Saturday, March 11, 2006

Back to Basics

Gosh, all this intrepid reportage has distracted me from the financial navel-gazing this site promises to provide! So here's the dirt on February. Not that there is dirt in my navel. Or lint. Or rings or belly-dancing jewelry, for that matter. And it's an innie.

Net worth at end of February: $268,002

I changed my 401k contributions a bit, so after taxes & deductions, my pay came to $3,924.75

My expenses for the month totaled $2,502.58, not counting payroll deductions and taxes.
A few selected categories:
Rent is still $850
Telephone: $83.77, which is under budget
Dining: $528.24, not bad, as my budget is $650
Entertainment very high at $172.50 due to the Broadway show
Clothing: $9.00 -- there was my trip to Century 21 but I also returned a parka that I had bought.

The only other areas that came to much were travel and gifts, for my trip to my niece's birthday party, and my accountant's fee.

The bottom line for the month's cash flow was only $1,233.02 because of my $1,100 loss when I sold GM. My investment accounts didn't do very well during the month, but my net worth still ended up increasing by $2,359.

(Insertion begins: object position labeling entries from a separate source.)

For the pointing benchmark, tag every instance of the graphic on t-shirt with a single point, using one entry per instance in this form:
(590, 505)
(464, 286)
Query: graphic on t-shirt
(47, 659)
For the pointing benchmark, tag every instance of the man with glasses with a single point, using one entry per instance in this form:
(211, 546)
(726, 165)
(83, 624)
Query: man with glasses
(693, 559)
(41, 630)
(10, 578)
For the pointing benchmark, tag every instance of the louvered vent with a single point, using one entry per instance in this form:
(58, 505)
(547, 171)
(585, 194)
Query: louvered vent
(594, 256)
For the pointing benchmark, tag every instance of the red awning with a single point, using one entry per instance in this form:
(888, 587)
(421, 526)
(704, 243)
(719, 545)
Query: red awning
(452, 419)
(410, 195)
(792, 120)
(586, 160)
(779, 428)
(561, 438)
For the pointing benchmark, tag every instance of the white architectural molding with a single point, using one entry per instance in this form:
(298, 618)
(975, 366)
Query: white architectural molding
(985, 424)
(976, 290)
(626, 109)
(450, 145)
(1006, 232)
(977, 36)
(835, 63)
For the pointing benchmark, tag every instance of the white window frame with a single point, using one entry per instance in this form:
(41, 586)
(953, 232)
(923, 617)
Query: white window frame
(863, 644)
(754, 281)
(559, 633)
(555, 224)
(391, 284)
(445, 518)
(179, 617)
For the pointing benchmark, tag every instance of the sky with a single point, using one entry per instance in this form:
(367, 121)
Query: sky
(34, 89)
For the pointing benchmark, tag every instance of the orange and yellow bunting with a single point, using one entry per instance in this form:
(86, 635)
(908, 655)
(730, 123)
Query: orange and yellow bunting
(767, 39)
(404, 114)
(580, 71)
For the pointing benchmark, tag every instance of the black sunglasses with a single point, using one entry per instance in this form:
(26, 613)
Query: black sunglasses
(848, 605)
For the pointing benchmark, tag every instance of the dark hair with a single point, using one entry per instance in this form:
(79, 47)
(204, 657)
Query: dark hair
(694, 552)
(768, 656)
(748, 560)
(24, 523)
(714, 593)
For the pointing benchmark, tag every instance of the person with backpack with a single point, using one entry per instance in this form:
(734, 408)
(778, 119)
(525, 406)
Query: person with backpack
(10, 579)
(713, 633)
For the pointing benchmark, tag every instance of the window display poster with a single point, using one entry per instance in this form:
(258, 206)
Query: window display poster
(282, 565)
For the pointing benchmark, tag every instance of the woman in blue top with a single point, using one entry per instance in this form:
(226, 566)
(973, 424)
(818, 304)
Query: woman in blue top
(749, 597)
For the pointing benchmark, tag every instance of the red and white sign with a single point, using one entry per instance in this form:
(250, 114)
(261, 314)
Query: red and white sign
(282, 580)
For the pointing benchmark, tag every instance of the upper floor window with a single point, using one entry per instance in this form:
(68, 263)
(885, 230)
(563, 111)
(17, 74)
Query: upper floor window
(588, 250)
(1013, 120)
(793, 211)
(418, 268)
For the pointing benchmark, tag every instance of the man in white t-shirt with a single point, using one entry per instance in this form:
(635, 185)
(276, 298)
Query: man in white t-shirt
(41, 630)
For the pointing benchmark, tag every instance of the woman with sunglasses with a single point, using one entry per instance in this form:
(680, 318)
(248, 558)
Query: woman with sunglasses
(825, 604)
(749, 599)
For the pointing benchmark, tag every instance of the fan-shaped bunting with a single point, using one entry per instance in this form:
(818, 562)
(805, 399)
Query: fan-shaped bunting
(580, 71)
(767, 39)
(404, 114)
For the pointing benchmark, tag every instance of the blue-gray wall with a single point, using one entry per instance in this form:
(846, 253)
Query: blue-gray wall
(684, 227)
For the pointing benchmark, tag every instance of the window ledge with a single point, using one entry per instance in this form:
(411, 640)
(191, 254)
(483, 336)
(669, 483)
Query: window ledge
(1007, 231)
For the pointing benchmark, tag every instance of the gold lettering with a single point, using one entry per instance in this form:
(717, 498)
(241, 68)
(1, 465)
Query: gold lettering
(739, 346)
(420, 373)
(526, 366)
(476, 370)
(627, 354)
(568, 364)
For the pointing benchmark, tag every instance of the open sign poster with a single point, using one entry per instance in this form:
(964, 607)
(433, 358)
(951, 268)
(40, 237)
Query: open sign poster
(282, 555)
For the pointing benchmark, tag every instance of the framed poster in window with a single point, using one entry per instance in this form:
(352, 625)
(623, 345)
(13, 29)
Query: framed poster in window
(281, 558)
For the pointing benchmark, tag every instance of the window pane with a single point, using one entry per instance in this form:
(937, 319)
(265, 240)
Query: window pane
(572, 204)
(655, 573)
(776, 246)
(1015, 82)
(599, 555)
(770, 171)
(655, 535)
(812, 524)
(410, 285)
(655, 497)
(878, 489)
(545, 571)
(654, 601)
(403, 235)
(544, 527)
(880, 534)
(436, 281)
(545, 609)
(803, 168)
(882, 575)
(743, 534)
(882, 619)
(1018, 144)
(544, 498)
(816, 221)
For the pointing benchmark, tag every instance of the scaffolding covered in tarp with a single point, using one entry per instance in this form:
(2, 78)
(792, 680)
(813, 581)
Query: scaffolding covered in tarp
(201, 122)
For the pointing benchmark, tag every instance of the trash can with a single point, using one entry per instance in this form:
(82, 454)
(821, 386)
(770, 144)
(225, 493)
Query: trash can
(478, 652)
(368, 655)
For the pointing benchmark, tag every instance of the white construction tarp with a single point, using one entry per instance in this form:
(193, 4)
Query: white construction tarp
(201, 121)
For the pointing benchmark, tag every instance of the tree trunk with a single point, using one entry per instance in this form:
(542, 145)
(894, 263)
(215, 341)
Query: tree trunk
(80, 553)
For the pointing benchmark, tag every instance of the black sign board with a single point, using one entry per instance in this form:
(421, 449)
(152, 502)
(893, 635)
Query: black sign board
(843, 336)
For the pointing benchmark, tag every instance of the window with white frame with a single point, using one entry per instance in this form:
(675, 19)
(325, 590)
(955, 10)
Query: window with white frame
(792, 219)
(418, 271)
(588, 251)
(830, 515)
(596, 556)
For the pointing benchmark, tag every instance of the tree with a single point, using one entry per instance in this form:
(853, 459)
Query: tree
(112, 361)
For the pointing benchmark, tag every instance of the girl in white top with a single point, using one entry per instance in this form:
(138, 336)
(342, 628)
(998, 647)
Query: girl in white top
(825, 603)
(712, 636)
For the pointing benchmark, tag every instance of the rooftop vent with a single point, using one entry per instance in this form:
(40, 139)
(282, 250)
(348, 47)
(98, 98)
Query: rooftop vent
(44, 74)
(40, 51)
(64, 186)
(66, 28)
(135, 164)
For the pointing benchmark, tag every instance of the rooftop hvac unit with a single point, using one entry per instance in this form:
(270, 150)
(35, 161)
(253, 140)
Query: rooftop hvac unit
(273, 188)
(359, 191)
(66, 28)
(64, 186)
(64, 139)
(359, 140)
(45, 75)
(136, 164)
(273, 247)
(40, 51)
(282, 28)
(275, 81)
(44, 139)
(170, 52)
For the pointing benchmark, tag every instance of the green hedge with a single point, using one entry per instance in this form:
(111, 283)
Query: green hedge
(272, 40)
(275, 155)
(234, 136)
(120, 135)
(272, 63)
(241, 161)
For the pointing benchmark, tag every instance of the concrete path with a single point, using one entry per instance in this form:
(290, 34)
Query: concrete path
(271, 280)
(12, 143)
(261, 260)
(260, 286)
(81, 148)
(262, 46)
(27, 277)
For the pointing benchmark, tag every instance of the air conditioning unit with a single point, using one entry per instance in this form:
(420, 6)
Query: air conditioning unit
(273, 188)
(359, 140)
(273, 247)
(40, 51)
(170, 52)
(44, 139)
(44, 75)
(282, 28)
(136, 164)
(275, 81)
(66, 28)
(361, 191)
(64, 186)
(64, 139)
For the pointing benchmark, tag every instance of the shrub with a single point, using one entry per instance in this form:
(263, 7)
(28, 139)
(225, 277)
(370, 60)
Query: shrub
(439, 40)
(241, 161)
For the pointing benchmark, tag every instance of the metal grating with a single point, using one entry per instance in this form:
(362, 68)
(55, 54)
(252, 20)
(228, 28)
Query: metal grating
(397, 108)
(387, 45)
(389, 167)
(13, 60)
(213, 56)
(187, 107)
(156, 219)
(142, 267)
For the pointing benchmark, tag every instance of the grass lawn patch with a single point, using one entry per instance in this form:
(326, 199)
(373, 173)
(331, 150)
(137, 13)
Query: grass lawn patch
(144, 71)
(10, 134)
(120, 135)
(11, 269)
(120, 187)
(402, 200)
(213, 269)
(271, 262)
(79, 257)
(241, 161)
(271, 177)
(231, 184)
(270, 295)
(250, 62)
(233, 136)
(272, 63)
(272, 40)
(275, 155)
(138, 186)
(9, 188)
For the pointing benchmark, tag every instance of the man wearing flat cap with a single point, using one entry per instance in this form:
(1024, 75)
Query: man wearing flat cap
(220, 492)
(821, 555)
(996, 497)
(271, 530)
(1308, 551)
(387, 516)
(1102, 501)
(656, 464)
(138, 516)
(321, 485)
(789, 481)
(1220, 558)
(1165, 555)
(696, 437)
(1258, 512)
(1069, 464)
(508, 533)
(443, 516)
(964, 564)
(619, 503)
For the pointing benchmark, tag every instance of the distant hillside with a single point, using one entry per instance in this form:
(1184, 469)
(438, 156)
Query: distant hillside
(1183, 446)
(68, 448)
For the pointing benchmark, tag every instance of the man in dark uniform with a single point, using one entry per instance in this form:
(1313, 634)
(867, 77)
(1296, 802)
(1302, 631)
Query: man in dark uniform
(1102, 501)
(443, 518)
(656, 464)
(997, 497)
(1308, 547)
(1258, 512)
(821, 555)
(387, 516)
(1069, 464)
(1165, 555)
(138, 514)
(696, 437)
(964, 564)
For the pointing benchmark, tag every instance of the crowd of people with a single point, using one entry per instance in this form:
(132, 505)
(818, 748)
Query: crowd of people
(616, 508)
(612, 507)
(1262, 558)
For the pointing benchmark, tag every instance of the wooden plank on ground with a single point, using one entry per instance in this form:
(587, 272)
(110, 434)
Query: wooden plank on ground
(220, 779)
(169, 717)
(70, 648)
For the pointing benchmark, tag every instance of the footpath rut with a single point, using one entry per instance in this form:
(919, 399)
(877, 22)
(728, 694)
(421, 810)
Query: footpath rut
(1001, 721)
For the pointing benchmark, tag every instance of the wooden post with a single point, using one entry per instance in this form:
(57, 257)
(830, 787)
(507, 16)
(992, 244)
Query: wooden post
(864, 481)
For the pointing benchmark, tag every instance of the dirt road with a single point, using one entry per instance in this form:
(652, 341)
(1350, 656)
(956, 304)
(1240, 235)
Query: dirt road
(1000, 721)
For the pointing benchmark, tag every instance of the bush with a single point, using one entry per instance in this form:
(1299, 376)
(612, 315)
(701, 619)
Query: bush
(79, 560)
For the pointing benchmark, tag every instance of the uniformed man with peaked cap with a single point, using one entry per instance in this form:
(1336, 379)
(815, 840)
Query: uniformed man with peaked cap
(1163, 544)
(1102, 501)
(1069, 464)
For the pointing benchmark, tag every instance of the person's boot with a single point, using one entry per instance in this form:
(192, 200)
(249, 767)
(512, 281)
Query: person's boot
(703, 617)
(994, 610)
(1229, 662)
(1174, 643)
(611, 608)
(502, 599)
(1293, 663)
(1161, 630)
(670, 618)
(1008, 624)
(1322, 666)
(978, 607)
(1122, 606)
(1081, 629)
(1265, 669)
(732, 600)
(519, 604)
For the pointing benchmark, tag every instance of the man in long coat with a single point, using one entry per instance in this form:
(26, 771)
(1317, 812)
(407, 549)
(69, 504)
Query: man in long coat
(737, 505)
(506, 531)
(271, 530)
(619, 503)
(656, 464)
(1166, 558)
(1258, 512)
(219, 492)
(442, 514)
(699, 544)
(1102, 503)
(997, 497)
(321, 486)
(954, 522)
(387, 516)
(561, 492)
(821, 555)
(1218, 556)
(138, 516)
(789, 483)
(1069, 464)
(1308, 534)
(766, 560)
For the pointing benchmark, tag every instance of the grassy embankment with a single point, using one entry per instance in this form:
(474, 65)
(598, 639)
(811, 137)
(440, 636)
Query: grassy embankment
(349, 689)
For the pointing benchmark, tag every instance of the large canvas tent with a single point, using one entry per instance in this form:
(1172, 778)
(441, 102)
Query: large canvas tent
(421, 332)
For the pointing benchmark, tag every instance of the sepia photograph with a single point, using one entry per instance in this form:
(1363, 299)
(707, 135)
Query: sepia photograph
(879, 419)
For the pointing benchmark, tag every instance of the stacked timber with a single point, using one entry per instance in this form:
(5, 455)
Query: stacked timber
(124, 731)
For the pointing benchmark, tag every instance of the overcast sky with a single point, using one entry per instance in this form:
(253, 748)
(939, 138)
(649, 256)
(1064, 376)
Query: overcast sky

If I do a little FV calculation based on a starting value of $268,000, adding $1400 a month, and a 6% annual interest rate compounded monthly, I'd have over $3 million to retire on 30 years from now. Obviously I am not going to save this much every month, and I'm not going to get that return on my entire net worth, and this doesn't take into account a million other factors, but it's kind of a cheery little calculation nonetheless.

2 comments:

Dude said...

I spent the morning catching up on your blog. Seems the real estate market is a core theme in your blog. You've got me rooting for you. Hope you can find a nice condo for your living pleasure. I know you've analyzed and worked the numbers. No valuable tips here but just some food for thought.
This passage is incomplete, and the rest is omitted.